Montag, 14. Mai 2018

Die Türkei steht vor einem Wirtschaftseinbruch

Zwei deutsche Fussballnationalspieler sind bei einem Fototermin in Ankara und die deutsche Presse  schäumt. Dass Mesut Özil und Ilkas Gündogan dem türkischen Präsidenten Erdogan je ein Trikot überreichen – das von Gündogan mit hochachtungsvoller Widmung – empört die deutsche Öffentlichkeit. Auch viele Politiker und der DFB sind empört, denn sie sehen den Termin als Wahlkampfhilfe für den Autokraten Erdogan. Die hat der aber durchaus nötig.

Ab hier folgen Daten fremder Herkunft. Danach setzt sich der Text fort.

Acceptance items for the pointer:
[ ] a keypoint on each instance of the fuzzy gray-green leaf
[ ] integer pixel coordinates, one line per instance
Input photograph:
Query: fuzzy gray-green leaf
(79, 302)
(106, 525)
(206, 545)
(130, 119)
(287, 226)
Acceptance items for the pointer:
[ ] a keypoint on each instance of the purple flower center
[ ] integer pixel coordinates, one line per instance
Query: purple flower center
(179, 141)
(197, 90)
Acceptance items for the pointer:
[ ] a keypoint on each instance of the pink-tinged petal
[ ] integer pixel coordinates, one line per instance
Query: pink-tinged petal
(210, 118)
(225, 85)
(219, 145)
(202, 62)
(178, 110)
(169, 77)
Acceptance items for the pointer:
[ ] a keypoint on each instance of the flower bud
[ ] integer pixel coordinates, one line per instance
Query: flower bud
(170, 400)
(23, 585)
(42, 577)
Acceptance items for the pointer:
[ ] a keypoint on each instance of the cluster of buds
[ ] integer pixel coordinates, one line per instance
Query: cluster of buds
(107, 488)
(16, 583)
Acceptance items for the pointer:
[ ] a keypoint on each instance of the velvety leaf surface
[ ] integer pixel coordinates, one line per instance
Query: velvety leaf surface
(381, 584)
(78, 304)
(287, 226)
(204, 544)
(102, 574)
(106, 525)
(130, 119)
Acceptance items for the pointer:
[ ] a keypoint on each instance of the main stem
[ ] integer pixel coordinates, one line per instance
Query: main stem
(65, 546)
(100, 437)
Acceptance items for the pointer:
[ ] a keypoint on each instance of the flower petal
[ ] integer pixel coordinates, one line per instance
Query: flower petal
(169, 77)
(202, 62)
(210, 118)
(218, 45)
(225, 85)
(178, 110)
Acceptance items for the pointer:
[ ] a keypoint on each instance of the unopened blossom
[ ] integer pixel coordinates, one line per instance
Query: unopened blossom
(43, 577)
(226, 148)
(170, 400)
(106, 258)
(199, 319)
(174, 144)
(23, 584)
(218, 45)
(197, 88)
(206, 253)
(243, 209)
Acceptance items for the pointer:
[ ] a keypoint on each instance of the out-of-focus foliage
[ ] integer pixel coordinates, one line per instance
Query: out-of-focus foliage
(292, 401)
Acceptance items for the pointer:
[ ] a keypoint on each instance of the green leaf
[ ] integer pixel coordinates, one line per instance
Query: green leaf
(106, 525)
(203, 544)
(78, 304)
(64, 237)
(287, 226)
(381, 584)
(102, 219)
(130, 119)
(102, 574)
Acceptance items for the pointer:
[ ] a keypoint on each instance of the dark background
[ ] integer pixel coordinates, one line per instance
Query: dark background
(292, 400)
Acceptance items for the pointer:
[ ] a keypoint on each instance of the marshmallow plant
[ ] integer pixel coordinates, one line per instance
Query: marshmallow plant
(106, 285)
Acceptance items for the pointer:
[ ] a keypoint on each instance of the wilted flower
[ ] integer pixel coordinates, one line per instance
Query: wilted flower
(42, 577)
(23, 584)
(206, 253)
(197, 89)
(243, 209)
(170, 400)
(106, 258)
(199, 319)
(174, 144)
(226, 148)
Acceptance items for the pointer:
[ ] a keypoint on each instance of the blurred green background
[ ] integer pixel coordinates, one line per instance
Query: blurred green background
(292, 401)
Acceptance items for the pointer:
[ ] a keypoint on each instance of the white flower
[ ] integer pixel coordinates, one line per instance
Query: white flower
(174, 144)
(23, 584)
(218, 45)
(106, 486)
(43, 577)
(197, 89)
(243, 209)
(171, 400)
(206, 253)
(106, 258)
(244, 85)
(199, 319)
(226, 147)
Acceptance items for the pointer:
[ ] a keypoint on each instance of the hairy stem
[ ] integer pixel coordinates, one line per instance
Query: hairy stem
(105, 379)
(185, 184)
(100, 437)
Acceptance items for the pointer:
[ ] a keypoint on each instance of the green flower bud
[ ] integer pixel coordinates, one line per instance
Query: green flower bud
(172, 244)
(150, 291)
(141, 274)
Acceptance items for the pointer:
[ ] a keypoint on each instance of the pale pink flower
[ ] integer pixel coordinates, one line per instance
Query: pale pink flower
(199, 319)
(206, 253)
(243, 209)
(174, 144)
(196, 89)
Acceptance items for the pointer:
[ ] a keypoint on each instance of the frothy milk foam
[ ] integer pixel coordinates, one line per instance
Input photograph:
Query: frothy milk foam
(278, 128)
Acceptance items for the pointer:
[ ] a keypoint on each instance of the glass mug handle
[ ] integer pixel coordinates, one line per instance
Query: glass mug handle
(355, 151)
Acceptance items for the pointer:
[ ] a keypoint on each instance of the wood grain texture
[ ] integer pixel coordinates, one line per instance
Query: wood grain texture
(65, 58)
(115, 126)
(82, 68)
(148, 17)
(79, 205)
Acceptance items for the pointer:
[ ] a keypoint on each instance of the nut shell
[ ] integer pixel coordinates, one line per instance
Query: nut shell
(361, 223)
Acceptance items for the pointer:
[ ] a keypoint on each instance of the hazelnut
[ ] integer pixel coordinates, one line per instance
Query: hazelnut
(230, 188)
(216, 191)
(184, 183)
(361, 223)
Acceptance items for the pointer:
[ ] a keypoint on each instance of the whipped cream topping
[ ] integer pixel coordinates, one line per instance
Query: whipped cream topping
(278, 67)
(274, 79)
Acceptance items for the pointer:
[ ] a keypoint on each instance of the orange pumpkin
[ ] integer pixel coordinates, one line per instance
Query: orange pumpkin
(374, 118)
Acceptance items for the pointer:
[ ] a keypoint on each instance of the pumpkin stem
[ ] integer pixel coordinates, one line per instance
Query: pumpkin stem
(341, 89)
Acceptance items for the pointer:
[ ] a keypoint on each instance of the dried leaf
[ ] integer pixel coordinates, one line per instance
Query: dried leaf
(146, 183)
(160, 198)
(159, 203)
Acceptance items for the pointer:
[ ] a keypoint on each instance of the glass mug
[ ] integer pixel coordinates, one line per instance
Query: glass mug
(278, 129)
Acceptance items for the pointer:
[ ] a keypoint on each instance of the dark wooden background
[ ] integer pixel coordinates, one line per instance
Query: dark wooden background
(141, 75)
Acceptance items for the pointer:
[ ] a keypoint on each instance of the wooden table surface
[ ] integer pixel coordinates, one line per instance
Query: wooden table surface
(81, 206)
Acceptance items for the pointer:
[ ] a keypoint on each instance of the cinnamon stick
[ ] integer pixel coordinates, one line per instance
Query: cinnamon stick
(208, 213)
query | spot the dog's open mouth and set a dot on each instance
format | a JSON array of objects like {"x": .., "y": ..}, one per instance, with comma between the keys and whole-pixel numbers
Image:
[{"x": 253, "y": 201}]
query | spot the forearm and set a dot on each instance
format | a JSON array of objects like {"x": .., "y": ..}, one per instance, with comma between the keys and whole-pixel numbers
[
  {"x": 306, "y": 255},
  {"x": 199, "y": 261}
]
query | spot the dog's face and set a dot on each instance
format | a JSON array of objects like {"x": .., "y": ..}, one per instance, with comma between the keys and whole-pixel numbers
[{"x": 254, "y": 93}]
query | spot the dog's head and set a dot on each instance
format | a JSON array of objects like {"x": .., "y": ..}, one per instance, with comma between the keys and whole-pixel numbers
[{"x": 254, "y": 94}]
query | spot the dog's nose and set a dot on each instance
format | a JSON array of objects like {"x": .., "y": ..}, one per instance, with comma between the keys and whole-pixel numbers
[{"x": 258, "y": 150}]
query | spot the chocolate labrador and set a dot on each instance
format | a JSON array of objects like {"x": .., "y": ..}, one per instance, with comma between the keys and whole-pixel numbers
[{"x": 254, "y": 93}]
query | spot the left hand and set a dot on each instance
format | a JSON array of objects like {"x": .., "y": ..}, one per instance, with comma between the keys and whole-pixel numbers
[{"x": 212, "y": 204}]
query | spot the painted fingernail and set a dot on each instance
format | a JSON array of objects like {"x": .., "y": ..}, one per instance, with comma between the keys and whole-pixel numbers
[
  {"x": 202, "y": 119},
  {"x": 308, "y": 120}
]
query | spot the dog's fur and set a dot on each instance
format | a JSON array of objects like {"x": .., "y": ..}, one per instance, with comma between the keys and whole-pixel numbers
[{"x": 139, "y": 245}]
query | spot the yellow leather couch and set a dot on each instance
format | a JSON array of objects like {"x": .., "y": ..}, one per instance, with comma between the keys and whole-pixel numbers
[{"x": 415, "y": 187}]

Vielleicht hat sich der eine oder anderes gewundert, warum Recep Tayyip Erdogan bereits in wenigen Wochen Neuwahlen angesetzt hat. Immerhin hat der türkische Präsident eine schöne Mehrheit im Parlament und die neue Verfassung garantiert ihm umfassende Macht. Doch der Grund ist ganz einfach: Erdogan will sich die Stimmen seiner Bürger sichern, bevor die Wirtschaft einbricht.

Denn das droht ganz klar: Seit Jahren wächst die türkische Wirtschaft mit beeindruckenden Raten, zuletzt waren es mehr als sieben Prozent. Der Aufschwung steht aber auf tönernen Füssen, die jederzeit brechen können. Denn er ist auf Pump finanziert. Und die Geldquellen versiegen allmählich.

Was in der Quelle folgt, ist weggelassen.